文章目录
- 前言
- 一、Transformer结构的原理
- 1、Transform结构
- 2、位置编码公式
- 3、transformer公式
- 4、FFN结构
- 二、Encode模块代码解读
- 1、编码数据
- 2、文本Embedding编码
- 3、位置position编码
- 4、Attention编码
- 5、FFN编码
- 三、Decode模块代码解读
- 1、编码数据
- 2、文本Embedding与位置编码
- 3、mask编码
- 4、Attention编码
- self attention
- cross attention
- 5、FFN编码
- 四、源码附件(源码有注释)
- 总结
前言
目前,我研究大模型相关知识,常用到transformer结构,我想到NLP领域开篇之作Attention is all you need论文,论文实际提出transform结构,可与CNN并驾齐驱的结构,该结构利用Q/K/V模式整合全局信息,与CNN提取局部信息有所差别。介于此,我将一年前博客园更新笔记迁入该博客中,本文将介绍transform原理,也根据源码解读,深入介绍transforme经典典结构,并附有代码。
论文链接:点击这里
一、Transformer结构的原理
该部分主要介绍Attention is all you need 结构、模块、公式。暂时不介绍什么Q K V 什么Attention 什么编解码等,后面我将会根据代码解读介绍,让读者更容易理解。
1、Transform结构
Transformer由且仅由Attention和Feed Forward Neural Network(也称FFN)组成,其中Attention包含self Attention与Mutil-Head Attention,如下图:
注:模型一般可有encode与decode组成,encode负责特征编码,decode负责解码。目前,也有论文不使用解码器decode,如swin-transform。
2、位置编码公式
位置编码公式(还有很多其它公式,该论文使用此公式),如下:
3、transformer公式
4、FFN结构
FFN是由nn.Linear线性和激活函数构成,后面代码详细说明。
二、Encode模块代码解读
1、编码数据
编码输入数据介绍:
enc_input = [
[1, 3, 4, 1, 2, 3],
[1, 3, 4, 1, 2, 3],
[1, 3, 4, 1, 2, 3],
[1, 3, 4, 1, 2, 3]]
编码使用输入数据,为4x6行,表示4个句子,每个句子有6个单词,包含标点符号。
注:至于文本如何表示数字,可参考
这里
2、文本Embedding编码
文本嵌入embedding:
self.src_emb = nn.Embedding(vocab_size, d_model) # d_model=128
vocab_size:词典的大小尺寸,比如总共出现5000个词,那就输入5000。此时index为(0-4999)
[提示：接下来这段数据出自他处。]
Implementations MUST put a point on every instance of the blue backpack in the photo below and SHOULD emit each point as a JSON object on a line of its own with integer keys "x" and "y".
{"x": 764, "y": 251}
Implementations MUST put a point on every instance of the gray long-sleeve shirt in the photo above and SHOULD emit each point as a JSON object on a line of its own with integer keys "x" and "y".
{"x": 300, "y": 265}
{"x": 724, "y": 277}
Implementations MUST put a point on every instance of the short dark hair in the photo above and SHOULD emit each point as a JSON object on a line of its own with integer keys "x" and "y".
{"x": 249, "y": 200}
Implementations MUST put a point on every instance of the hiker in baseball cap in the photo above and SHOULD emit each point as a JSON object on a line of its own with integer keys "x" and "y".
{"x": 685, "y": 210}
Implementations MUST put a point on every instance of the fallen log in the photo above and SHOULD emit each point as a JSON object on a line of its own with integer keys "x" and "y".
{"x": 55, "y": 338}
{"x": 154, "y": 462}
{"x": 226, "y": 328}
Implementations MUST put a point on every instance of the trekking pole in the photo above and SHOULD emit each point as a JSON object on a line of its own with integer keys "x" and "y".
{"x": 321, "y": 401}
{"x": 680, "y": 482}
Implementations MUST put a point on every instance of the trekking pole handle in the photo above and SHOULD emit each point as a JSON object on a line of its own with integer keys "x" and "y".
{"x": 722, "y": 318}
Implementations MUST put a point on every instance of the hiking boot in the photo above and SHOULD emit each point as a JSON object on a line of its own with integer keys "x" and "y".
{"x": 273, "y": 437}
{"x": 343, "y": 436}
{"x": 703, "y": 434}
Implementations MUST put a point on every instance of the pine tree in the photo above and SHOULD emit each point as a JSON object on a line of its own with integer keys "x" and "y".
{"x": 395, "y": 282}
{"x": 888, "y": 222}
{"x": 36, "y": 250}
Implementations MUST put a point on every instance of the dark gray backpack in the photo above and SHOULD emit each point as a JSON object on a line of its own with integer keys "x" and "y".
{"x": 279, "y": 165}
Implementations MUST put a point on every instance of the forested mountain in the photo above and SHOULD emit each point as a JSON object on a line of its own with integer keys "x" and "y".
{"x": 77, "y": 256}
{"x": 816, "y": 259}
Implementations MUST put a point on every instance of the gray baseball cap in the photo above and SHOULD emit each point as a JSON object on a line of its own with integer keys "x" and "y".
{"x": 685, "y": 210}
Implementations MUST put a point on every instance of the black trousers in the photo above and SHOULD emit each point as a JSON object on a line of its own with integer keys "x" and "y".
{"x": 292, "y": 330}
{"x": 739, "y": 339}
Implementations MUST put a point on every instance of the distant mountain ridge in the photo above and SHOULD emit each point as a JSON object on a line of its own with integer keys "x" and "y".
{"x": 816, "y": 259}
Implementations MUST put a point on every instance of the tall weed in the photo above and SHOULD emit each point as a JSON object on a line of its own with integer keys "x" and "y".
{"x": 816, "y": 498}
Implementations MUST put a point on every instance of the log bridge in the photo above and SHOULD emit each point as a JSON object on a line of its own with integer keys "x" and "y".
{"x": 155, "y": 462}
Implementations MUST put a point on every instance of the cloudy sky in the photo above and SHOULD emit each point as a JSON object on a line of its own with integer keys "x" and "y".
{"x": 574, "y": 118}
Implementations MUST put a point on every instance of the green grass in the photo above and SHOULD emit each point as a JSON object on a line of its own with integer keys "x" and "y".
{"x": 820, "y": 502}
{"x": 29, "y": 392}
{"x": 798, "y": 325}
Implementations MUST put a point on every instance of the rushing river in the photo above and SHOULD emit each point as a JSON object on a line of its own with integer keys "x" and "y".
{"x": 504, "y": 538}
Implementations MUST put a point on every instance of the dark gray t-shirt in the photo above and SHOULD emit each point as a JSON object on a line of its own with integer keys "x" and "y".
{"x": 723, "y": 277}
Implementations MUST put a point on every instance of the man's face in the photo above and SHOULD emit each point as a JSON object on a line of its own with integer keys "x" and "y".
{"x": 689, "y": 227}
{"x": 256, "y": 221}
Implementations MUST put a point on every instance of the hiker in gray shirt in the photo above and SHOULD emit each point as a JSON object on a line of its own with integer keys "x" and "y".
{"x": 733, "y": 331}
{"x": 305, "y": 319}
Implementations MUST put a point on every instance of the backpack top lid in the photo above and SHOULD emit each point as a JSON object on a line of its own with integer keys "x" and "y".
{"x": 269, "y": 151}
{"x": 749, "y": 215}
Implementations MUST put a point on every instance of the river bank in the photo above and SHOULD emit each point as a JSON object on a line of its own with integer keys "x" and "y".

d_model:嵌入向量的维度,即用多少维来表示一个词或符号
nn.Embedding()函数可使用torch调用,建议读者百度了解其功能。
随后可将输入x=enc_input,可将enc_outputs则表示嵌入成功,维度为[4,6,128]分别表示batch为4,词为6,用128维度描述词6
x = self.src_emb(x) # 词嵌入
3、位置position编码
位置编码,使用上面公式嵌入,我将不再介绍,其代码如下:
pe = torch.zeros(max_len, d_model)
position = torch.arange(0., max_len).unsqueeze(1)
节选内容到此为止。